Creativity is allowing yourself to make mistakes. Art is knowing which ones to keep. Musings from someone who sees stories everywhere.

Thursday, December 28, 2006

Publicizing yourself?

Self-publishing? Utter those words in any writers' group and poison pens will launch an assault against errant word-processors. Those rare specimens who have 'successfully' been published by commercial publishing houses will turn up the snootiest noses at plebians with piles of rejection notes. And a brave few will vow to have those very rejection slips bound and ready to sell. So what if they pay for the privilege?

While commercially published writers are most definitely accomplished and successful, it would be wrong to dismiss everyone else with a flair for a well-turned phrase.

The fact is, agents and publishers will actually support a few books which make commercially viable sense. If a work or writer has market potential, then there's a ready to advertise and market product.
Such books will definitely have their literary and technical merits. But for each book actually published, there will be many more talented writers with original and well crafted manuscripts whose writing never makes it to the bookstore shelves.

Struggling against the tsunami of commercial validation, our local writers' workshop, Katha Lok, brought out a collection of short stories by members. 'Many Rooms Many Voices' was a collective effort, with writers contributing an affordable sum per published story. We battled shyness and worked together to host book reading sessions in local bookstores, and to have group photo sessions, interviews and reviews with newspapers and magazines.

We tried our best and got encouraging feedback. Yet as simple individual writers, we could not sustain a long term publicity drive. If we spent all our limited time and resources to warm up the market, when would we write?

I still retain a sizeable portion of my personal copies of our book. I never made a profit from my modest initial investment in the venture. Yet all is not lost. A couple of days ago, several years after its publication, I spotted our book in a stall. I don't know how or why it had been placed there among all the fast moving best sellers. We never became rich or famous. But it's heartening to note that readers are still leafing through and perhaps buying our book.

7 comments:

Atyllah said...

Ah, this business of getting traditionally published can be disheartening and one must wonder how many great storytellers and good writers never make it to the shelves. Still, I suppose we can but heed the advice always given, keep at it, keep writing, keep trying. Perseverance and sheer stubbornness are clearly key!
How lovely to find your book in a stall - must have given you a quiet thrill to see it there!

monideepa said...

Atyllah, I personally know many fine writers who have been extensively published in journals but are still waiting to get books published. Seeing our book in the stall did give me a warm feeling inside. I still remeber how we worked together compiling stories, selecting, editing, a member donating one of her paintings for the cover...Ah!

Lotus Reads said...

Hi, Moni!

I would be very interested in purchasing a copy of your book. When hubby comes to Bangalore next, is there some way he can get in touch with you or with Katha Lok, in order to procure a copy?

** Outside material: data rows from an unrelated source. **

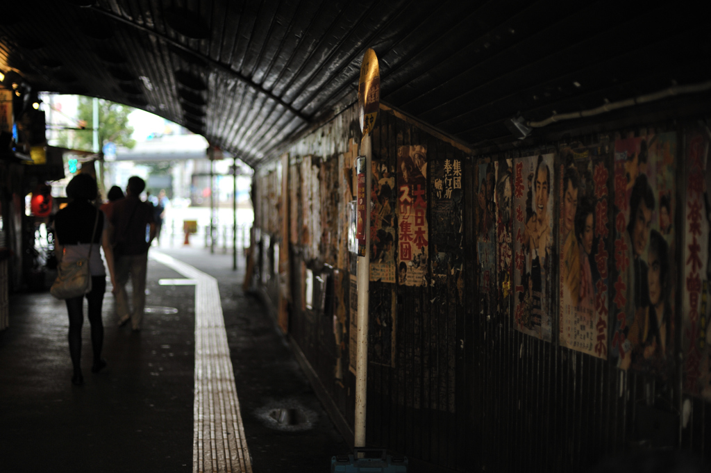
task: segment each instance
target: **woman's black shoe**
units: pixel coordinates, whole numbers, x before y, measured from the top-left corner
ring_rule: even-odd
[[[94,364],[91,366],[92,373],[98,373],[104,368],[106,367],[106,360],[101,358],[100,360],[97,360],[94,362]]]

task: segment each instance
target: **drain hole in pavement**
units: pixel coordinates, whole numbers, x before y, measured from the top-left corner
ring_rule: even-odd
[[[269,415],[282,425],[298,425],[306,420],[298,409],[274,409]]]
[[[177,314],[178,309],[175,307],[149,306],[146,307],[145,312],[148,314]]]
[[[314,427],[316,413],[294,400],[271,403],[257,410],[267,427],[287,432],[308,430]]]

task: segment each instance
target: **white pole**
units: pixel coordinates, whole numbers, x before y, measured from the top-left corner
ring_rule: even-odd
[[[92,147],[92,151],[93,151],[95,153],[98,153],[99,152],[99,99],[95,97],[94,100],[92,101],[92,105],[93,106],[92,115],[93,115],[93,119],[93,119],[94,122],[92,124],[92,127],[94,129],[94,130],[92,132],[92,133],[94,135],[94,142],[93,142],[94,146]]]
[[[358,257],[358,339],[356,361],[356,430],[354,447],[365,446],[365,411],[368,400],[368,314],[370,299],[370,137],[363,137],[360,154],[365,156],[365,256]]]

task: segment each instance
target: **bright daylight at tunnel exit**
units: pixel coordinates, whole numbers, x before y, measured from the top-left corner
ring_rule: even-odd
[[[0,471],[709,471],[707,23],[4,5]]]

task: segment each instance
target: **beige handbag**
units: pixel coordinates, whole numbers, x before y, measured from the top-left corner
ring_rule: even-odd
[[[99,211],[96,211],[94,230],[91,233],[89,243],[89,255],[74,262],[62,261],[57,267],[57,279],[49,289],[50,293],[57,299],[71,299],[82,296],[91,292],[91,273],[89,272],[89,260],[94,245],[94,235],[99,223]]]

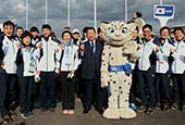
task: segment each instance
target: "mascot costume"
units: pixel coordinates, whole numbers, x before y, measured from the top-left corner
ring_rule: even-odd
[[[101,87],[108,87],[108,109],[106,118],[134,118],[136,112],[130,109],[132,68],[130,63],[137,60],[137,43],[132,41],[136,23],[100,23],[106,45],[101,62]]]

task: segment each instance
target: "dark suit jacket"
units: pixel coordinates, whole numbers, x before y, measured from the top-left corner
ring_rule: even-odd
[[[82,78],[92,79],[95,76],[100,76],[100,66],[101,66],[101,53],[102,53],[102,43],[96,40],[96,52],[92,52],[89,41],[84,42],[85,52],[82,55],[82,68],[81,75]]]

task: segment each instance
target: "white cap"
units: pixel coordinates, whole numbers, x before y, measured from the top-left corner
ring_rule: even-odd
[[[75,34],[75,33],[81,34],[81,32],[77,28],[73,29],[72,32],[72,34]]]

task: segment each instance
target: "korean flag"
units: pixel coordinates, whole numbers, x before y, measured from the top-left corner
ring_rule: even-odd
[[[159,15],[165,14],[165,8],[156,8],[156,14]]]

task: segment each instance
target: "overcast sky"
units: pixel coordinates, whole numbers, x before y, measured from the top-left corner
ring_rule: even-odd
[[[11,20],[17,25],[26,26],[26,0],[0,0],[0,23]],[[128,0],[128,21],[134,11],[140,11],[147,23],[155,30],[160,23],[152,17],[153,5],[160,0]],[[185,0],[163,0],[164,4],[175,4],[175,18],[168,26],[185,25]],[[45,23],[45,0],[29,0],[29,24],[41,27]],[[124,0],[97,0],[97,20],[124,21]],[[66,0],[48,0],[48,23],[58,35],[66,26]],[[71,0],[71,27],[82,30],[84,26],[94,26],[94,0]]]

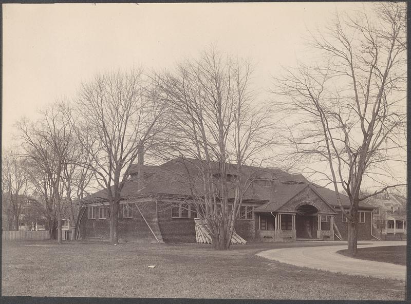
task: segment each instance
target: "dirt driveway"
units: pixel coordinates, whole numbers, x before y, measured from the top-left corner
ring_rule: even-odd
[[[405,241],[367,242],[358,248],[405,245]],[[405,280],[405,266],[390,263],[354,259],[337,253],[347,249],[341,246],[282,248],[263,251],[257,255],[301,267],[339,272],[345,274]]]

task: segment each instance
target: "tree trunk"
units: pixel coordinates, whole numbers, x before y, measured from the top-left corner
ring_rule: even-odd
[[[356,222],[348,223],[348,254],[351,256],[357,255],[358,225]]]
[[[114,215],[110,221],[110,242],[113,245],[118,243],[117,238],[117,216]]]
[[[71,236],[70,237],[70,240],[76,240],[76,227],[71,227]]]
[[[61,220],[59,219],[57,222],[57,243],[61,244],[63,243],[63,237],[61,235]]]
[[[229,230],[229,231],[226,231],[223,227],[220,227],[219,233],[217,235],[217,237],[211,237],[214,249],[215,250],[228,250],[230,249],[230,245],[231,244],[231,238],[230,241],[228,241],[228,238],[231,234]]]
[[[13,219],[8,219],[9,222],[9,231],[11,231],[13,230]]]

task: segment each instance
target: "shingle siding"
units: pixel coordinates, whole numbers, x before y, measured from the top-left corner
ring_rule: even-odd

We're looking at either March or April. Thanks and let me know!

Lotus Reads said...

Moni, thank you so much for the information - hub should be in Bangalore around Feb or March. We will contact you then. Again, thank you!

Susan Abraham said...

Moni, take heart because I can't remember where I read this...it was either in Susan Hill's blog, the Guardian or one of the other British publications a few days ago, that the best way to judge how strong a book is or if it actually resonated - no matter how quietly with readers - is to see if its still visible a few years from when it was first published. If it is, then you know somewhere someone is reading. If it isn't, then you know too that any kind of hype beforehand or publicity still failed the test.
So you still seeing your book at a stall after all this while - I think that's super. Keep on, Moni to the next book and the next. :-)

monideepa said...

Thanks for the encouraging words, Susan. Your advice is sound. The sanest thing to do is write one more book, and then the next, and do it better each time. I wonder how many struggling writers have it in them, though :-)

BrownEyed said...

Wow. I would have loved to have a read. Sigh. I am far away from the sweetness!